Farmers′ incomes by hcj

VIEWS: 6 PAGES: 2

									                          Farmers´ incomes

                            cctv.com 02-12-2004

The comparatively sluggish development of agriculture and the slow
increase of farmers' incomes have emerged as major problems facing China
today. But changes have taken place in some rural areas where reforms
have been carried out. What are these changes and how are farmers feeling
about them?

China is a large agricultural nation with farmers making up the
overwhelming majority of the population. To increase farmers' incomes
bears not only on the vital interests of China's hundreds of millions of
farmers and on economic development and social stability in the countryside,
but also on the overall prospects for economic and social development. The
development of agricultural and rural infrastructure is being accelerated and
everything possible is being done to create conditions for increasing rural
incomes. For some farmers, life is getting better.

In 2003 China's per capita GDP crossed the US$1000 threshold, indicating
that Chinese people are nearing the country's goal of building a well-off
society. According to international experience, when per-capita GDP
surpasses US$1,000, consumption patterns are modified to stress
discretionary spending, with past luxuries becoming residents' daily
necessities. But this figure also includes the 60% of farmers who are still
living a comparatively poor life. There will be real changes in farmers' quality
of life only if their per capita GDP reaches US$1000.

The Beijing West Railway Station got busy right after Spring Festival. For the
family to earn more money, many farmers hastily came to Beijing to look for
work. They are hoping to achieve higher incomes in the new year.

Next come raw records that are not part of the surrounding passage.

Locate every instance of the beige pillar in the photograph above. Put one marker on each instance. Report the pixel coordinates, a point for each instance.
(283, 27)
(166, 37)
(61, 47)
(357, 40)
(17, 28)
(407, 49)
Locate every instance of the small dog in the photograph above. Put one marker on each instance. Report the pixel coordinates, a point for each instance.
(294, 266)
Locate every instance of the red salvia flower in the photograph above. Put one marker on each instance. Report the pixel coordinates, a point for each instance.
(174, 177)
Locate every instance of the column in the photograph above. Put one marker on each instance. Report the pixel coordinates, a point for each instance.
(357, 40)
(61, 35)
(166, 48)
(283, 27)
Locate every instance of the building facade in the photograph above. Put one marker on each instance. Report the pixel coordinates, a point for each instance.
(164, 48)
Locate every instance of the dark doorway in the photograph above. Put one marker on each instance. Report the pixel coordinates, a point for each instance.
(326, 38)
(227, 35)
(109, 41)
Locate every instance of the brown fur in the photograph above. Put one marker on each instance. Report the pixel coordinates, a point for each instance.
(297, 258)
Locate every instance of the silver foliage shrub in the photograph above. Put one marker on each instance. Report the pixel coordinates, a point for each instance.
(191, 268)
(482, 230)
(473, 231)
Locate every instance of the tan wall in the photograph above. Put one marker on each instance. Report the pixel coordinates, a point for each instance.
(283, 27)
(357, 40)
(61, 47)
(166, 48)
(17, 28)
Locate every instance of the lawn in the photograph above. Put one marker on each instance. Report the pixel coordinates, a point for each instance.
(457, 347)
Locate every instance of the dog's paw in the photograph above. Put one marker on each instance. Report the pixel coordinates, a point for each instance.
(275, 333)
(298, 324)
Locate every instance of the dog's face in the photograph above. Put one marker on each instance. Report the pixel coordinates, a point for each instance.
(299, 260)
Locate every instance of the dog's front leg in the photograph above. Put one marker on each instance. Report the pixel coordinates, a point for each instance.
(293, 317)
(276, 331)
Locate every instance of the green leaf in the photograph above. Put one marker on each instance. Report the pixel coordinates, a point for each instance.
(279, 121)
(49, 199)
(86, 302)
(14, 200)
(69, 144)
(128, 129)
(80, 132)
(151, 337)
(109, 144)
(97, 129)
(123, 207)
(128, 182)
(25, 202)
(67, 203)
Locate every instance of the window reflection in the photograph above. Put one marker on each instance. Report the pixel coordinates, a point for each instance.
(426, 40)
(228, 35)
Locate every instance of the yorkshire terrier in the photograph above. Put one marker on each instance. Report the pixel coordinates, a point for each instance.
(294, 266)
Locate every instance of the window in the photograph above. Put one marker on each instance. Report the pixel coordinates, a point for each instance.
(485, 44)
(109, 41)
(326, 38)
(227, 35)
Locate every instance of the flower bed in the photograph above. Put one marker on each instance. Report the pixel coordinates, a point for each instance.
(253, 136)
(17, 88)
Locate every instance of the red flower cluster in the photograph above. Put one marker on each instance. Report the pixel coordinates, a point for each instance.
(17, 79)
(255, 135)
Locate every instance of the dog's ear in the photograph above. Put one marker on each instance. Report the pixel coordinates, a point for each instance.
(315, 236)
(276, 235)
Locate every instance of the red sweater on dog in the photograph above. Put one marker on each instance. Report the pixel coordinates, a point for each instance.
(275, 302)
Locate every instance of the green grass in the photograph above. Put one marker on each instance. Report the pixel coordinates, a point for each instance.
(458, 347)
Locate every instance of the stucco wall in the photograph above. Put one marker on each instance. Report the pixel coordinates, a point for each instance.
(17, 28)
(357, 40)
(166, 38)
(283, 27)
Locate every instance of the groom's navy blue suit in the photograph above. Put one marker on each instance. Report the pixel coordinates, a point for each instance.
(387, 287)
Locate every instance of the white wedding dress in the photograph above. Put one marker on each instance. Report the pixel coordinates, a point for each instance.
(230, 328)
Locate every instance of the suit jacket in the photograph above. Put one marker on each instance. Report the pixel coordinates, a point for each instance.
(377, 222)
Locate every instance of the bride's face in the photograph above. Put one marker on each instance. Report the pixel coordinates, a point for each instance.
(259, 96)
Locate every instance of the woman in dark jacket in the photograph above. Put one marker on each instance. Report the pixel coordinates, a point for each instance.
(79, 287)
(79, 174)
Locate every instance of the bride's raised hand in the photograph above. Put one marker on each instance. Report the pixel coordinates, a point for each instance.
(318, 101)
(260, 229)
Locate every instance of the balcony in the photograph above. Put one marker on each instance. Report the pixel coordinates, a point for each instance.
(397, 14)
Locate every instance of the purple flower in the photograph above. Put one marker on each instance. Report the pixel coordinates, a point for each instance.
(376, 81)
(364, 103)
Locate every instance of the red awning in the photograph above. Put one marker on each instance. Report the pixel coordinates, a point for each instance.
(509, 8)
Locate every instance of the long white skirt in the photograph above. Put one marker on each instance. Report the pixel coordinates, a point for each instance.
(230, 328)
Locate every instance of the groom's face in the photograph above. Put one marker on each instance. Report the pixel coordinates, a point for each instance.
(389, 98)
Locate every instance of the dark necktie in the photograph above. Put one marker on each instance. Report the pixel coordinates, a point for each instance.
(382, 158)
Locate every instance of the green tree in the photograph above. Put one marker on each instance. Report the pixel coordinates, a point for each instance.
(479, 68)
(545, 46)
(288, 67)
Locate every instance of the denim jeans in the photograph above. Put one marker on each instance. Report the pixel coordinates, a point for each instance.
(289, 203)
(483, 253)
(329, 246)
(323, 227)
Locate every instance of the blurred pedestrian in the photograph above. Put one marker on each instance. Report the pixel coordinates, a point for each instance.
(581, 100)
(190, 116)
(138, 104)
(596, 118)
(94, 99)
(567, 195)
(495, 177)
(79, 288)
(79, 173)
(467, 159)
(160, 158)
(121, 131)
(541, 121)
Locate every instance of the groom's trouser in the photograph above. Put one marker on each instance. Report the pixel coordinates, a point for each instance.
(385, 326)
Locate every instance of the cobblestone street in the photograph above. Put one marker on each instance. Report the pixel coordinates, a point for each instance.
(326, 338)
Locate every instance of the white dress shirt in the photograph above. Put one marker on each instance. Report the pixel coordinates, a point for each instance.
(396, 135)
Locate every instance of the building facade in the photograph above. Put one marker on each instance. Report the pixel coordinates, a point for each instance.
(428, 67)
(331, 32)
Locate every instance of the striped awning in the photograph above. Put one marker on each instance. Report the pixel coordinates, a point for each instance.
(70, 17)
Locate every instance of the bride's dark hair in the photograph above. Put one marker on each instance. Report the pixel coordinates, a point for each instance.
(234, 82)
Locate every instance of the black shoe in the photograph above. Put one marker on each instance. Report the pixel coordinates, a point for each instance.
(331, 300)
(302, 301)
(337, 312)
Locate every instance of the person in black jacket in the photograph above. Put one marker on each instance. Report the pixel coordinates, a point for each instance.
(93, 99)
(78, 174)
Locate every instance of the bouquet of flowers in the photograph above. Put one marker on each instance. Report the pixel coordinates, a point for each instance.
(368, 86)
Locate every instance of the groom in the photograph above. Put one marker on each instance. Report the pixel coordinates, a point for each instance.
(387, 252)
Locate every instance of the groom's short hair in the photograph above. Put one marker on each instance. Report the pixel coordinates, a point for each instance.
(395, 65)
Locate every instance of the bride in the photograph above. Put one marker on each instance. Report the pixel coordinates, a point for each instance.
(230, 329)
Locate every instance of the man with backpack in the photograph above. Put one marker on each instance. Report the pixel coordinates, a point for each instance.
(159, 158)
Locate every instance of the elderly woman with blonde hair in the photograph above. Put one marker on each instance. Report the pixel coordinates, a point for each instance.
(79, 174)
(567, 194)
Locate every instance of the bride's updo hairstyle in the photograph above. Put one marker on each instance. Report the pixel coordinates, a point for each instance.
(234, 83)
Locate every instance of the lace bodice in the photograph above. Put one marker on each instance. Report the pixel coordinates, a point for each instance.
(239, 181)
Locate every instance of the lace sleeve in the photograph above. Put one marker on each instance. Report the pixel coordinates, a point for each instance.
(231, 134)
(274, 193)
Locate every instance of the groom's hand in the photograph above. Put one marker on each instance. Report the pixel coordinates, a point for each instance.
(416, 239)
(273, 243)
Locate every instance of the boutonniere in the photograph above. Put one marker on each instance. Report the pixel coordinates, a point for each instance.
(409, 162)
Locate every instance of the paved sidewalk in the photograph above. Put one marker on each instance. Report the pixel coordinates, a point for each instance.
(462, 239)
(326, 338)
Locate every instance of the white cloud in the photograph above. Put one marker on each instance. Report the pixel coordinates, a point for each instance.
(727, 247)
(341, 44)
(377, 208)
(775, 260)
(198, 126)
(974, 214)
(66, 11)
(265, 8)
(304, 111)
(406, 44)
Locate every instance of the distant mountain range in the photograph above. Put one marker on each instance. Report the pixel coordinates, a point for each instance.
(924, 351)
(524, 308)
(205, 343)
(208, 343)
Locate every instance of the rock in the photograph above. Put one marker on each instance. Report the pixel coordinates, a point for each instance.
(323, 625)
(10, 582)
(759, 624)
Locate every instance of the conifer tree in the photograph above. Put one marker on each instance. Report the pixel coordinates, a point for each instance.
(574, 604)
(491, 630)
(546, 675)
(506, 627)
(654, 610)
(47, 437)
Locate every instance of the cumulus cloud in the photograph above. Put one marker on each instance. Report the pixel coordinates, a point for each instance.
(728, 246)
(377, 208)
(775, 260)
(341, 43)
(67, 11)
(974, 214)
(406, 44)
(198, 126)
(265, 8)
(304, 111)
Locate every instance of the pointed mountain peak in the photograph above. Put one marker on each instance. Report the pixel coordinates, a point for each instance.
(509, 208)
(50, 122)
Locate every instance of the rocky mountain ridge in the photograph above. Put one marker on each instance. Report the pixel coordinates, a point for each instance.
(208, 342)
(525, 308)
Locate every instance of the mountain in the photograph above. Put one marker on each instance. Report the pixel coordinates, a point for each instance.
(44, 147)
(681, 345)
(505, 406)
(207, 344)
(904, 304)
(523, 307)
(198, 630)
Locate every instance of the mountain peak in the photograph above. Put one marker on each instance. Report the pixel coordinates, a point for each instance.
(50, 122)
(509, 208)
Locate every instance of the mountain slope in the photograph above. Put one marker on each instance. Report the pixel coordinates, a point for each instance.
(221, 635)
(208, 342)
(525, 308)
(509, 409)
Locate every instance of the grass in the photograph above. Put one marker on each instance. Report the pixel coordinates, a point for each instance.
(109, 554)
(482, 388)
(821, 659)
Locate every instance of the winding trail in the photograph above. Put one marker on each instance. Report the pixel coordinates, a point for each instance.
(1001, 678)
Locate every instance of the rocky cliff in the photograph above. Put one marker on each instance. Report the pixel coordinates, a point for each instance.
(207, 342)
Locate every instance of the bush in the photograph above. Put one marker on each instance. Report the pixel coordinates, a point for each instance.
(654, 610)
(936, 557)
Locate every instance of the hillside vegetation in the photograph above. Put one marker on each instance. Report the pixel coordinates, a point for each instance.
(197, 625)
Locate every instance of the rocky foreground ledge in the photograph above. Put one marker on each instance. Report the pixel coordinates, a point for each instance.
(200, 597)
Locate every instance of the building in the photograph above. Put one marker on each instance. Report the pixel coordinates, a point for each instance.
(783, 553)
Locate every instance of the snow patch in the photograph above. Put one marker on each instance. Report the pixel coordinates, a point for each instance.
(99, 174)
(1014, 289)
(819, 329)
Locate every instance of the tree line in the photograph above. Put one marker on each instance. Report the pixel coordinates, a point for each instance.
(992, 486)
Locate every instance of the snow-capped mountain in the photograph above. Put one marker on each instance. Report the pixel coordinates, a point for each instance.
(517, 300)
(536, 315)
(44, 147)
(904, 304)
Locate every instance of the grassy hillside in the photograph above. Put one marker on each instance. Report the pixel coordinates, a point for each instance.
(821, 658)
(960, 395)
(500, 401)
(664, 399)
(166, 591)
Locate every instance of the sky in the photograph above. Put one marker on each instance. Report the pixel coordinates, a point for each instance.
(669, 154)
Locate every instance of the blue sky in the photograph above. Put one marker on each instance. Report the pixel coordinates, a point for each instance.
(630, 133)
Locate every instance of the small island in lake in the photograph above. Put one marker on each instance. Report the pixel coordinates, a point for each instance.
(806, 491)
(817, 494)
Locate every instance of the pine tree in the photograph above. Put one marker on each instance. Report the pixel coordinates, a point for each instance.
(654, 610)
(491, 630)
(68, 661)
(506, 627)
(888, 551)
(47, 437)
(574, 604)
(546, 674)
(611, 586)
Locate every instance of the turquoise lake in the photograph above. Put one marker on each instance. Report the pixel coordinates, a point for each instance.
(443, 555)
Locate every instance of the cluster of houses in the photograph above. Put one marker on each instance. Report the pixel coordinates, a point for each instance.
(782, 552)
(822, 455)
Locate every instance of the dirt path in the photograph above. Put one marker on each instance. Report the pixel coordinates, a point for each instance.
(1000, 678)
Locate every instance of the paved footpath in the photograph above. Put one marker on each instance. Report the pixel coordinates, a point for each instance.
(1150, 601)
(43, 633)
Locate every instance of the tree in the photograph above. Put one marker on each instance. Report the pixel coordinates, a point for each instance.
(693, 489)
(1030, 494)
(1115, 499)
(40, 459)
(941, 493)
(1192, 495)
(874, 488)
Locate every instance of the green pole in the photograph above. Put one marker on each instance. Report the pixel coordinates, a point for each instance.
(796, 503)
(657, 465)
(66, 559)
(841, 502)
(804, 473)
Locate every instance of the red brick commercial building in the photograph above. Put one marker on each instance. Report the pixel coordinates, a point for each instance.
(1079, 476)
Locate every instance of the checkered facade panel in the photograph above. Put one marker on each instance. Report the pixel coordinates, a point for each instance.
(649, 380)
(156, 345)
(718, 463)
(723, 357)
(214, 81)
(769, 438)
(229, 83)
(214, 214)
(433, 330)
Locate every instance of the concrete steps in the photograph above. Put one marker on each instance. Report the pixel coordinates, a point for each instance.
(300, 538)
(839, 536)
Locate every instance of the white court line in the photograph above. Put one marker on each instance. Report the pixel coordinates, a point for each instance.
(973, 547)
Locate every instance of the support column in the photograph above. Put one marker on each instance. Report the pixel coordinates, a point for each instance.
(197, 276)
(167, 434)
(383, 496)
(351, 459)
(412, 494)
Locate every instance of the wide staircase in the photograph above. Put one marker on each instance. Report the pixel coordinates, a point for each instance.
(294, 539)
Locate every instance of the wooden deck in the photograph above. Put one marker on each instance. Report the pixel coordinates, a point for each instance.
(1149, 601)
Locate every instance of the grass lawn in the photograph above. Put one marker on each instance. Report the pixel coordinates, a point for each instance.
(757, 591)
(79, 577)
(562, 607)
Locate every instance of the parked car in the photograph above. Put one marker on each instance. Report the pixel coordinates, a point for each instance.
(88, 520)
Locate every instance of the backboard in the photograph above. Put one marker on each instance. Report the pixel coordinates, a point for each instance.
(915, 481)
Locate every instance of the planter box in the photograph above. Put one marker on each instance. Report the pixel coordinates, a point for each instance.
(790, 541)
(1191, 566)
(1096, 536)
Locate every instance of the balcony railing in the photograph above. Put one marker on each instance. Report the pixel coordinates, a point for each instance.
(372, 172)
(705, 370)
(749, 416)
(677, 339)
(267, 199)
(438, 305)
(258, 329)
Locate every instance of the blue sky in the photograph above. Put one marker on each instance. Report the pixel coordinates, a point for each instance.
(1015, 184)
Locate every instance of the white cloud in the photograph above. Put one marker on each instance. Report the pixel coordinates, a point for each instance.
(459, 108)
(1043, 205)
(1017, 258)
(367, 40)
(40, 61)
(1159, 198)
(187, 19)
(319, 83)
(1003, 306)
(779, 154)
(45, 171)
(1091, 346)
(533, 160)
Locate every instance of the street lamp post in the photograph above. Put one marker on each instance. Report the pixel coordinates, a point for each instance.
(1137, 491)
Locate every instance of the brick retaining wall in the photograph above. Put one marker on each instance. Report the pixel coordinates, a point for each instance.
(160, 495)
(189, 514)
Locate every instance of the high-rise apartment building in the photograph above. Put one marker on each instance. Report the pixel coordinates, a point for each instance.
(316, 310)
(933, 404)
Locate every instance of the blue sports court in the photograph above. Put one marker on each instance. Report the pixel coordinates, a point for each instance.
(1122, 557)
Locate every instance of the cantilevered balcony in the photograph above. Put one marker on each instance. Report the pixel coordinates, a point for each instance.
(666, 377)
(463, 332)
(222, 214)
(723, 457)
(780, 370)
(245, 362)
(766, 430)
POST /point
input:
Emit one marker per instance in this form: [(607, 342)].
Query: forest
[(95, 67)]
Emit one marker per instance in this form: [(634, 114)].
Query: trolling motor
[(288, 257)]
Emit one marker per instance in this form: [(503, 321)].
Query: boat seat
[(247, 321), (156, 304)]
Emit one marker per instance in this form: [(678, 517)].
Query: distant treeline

Liu Yunxian, migrant worker, from a village in Hubei province had the job of
keeping files and doing the cleaning in the office. To make a good impression
on his boss, Liu stayed on the construction site during Spring Festival rather
than going home for a family reunion. His brother and sister who were
working in Tianjin went back home.

Liu Yunxian's family situation is typical of many farmers in China. From 1997,
China's agriculture began to slow down after a period of rapid growth since
the beginning of economic reforms in the late 1970s. Economic growth in
some of the major grain producing areas almost came to a standstill. 42
percent of farmers suffered from a reduction in income. This had a great
impact on the overall national economy.
Shi Yi is a farmer from the Shunyi district of Beijing. He is now running a
stud-boar farm and has many customers every day. He used to rely on grain
production for a living, but because of his low income, he didn't even have
any electric appliances at home.

In a large agricultural country like China, the low income of farmers is no
small matter. Government bodies at all levels attach great importance to
this issue. In order to increase farmers' incomes, some regions have
adopted a series of measures to suit local conditions.

With encouragement and support from the local government, towns and
villages in Shunyi District carried out agricultural restructuring. The single
production mode was shifted to combined grain production, aquaculture and
processed goods to form a shareholding system. The farmers are both
workers and shareholders. In addition to pay for their work, they also get a
handsome share of the dividends.

Besides agricultural restructuring, many towns and villages also made great
efforts to develop the manufacturing and service industries as an important
way of increasing incomes for surplus farmhands. Gao Liying Town in the
Shunyi district of Beijing has been successful in this regard.

Chen Yueqin used to be an ordinary farmer in the village. Several years ago
her annual income was less than 1000 RMB, but this amount increased
greatly after she became a worker in a food processing company in the
town.

Like Liu Xianyun, Shi Yi and Chen Yueqin, many farmers in China are seeking
ways to increase their incomes on their own or with the assistance of local
government. However, increasing farmers' incomes is undeniably a
long-term problem. It must be combined with rural, agricultural and
farmer-oriented reforms in taxes, education and health as well as land.